I couldn't find a brand that understood both things at once — genuine cultural lineage and a sensory-first, mood-led approach to self-care. So I decided to build it.
The Banyo Co. started with one product and one question.
Banyo is simply the Turkish word for bath. It felt exactly right — grounded, warm, unpretentious, and rooted in the place where all of this began for me.
The first thing I made was a body oil. I wanted something that felt like an Aegean summer in a bottle — grapeseed as the base because it absorbs like a whisper, layered with aromatics chosen for their mood-associated sensory qualities, not just your Instagram caption. I gave it to friends. They asked for more. They asked if I had anything else.
I did. Eventually.
Here's what I believe, at the core of everything we make:
Your daily self-care routine is either a chore or a ritual. The ingredients are largely the same. The difference is intention — and intention is something you can design for.
We make products that give your hands something beautiful to do, your nose something meaningful to follow, and your senses permission to exhale. Everything we formulate starts with mood first: how do you want to feel when you step out of that shower, that bath, that quiet ten minutes you carved out for yourself?
Clean ingredients matter — deeply. Cultural wisdom matters — deeply. But what gets you to reach for something every single day is the way it makes you feel when you do.
We're just getting started.
There are more rituals to share, more ingredients with stories worth telling, more moments of oh, this is what taking care of yourself is supposed to feel like waiting to happen. The Banyo Co. is a small brand with a long memory and a very clear direction.
Welcome to the bathroom. We've been expecting you.
Questions People Ask About The Banyo Co.
What does "Banyo" mean and where does the brand come from?
Banyo (pronounced bahn-yo) is the Turkish word for bath. The Banyo Co. was founded on the philosophy and bathing traditions of Mediterranean and Turkish Hamam culture — specifically the ritual approach to cleansing, exfoliation, and aromatic self-care that has been practiced in the Aegean region for centuries. The brand brings those time-honored rituals to modern American self-care routines through clean, sensory-forward products.
How is The Banyo Co. different from other clean beauty brands?
Most US clean beauty brands lead with clinical efficacy — ingredient percentages, dermatologist testing, targeted skin concerns. The Banyo Co. leads with mood and ritual experience first. Our products are aromatherapy-led, meaning fragrance and sensory design are central to the formulation philosophy, not afterthoughts.

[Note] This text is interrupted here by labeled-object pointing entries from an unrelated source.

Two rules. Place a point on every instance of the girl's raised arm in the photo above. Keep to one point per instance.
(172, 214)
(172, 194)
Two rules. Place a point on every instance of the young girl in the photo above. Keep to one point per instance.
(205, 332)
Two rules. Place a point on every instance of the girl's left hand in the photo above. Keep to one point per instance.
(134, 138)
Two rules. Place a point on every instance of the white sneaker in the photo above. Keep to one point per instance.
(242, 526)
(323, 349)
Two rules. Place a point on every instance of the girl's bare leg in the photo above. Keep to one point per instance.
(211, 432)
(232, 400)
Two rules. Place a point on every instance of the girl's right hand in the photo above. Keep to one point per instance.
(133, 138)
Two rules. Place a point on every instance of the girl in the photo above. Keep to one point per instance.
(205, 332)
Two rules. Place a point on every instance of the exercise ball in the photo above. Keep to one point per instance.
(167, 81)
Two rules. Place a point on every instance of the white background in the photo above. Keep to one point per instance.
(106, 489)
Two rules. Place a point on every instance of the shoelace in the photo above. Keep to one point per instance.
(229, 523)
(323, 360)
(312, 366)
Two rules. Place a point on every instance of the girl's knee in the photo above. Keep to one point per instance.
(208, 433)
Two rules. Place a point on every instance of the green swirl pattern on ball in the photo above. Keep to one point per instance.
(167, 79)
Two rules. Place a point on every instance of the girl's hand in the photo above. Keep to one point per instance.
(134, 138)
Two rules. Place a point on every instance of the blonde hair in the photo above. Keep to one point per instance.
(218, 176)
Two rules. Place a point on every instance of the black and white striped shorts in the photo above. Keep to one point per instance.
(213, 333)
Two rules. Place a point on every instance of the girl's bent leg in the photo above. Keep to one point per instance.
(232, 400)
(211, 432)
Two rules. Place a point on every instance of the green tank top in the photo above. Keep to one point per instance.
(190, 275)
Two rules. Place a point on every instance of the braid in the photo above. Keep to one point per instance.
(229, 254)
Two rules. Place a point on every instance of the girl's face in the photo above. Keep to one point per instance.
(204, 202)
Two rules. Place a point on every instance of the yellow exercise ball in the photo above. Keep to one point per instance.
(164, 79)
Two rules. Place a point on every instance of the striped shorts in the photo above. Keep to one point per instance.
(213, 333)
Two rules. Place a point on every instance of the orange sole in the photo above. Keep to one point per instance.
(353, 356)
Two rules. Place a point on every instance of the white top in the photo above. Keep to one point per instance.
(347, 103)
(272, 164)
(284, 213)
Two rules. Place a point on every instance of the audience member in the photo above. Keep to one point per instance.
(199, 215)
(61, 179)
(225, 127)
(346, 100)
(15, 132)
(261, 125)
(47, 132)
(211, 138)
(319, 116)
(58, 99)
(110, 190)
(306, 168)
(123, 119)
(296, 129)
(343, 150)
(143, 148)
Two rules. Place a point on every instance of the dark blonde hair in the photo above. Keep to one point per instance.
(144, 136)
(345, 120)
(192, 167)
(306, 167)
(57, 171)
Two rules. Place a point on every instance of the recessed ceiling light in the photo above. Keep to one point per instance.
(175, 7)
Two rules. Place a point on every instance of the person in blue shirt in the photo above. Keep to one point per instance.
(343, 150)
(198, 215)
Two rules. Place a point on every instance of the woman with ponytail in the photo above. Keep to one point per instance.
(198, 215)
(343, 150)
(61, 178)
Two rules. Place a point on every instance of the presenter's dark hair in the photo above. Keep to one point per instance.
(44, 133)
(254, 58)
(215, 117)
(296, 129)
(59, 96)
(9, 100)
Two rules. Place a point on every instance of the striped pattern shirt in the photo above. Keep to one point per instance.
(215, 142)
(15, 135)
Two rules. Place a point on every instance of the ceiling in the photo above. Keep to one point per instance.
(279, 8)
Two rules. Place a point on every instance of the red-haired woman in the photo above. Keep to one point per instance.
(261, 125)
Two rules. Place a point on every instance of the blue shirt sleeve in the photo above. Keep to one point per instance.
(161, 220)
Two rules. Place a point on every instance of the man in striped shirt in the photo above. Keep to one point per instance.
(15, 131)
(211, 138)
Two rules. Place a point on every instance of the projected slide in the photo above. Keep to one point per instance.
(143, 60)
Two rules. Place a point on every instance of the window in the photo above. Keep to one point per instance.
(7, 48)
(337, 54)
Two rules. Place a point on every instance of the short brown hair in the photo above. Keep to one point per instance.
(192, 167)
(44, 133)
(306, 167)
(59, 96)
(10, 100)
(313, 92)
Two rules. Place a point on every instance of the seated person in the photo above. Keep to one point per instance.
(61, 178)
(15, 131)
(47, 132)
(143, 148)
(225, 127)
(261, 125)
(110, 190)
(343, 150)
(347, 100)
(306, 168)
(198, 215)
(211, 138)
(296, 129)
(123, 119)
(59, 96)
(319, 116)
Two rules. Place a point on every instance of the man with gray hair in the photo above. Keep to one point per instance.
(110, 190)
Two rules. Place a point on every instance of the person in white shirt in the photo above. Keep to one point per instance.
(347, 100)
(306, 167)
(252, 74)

We also draw from a specific cultural heritage — Turkish Hamam tradition and Mediterranean apothecary practice — rather than broadly "natural" positioning, which gives our approach both authenticity and depth.
What are the hero ingredients in Banyo Co. products and why?
Our formulations center on ingredients with both historical credibility and well-regarded skin benefits: grapeseed oil for lightweight, fast-absorbing moisture; aloe vera, known for its traditionally soothing feel on skin; lavender and clary sage, known for their calming aromatic properties; frankincense for its long history in aromatic ritual use and skin-conditioning properties; geranium for balancing and uplifting; castor oil for its rich, luxurious conditioning feel; and citrus essentials like lemon and orange, known for their uplifting aromatic quality and associated with an energizing, visibly radiant-looking skin feel. Every ingredient earns its place on both a sensory and functional level.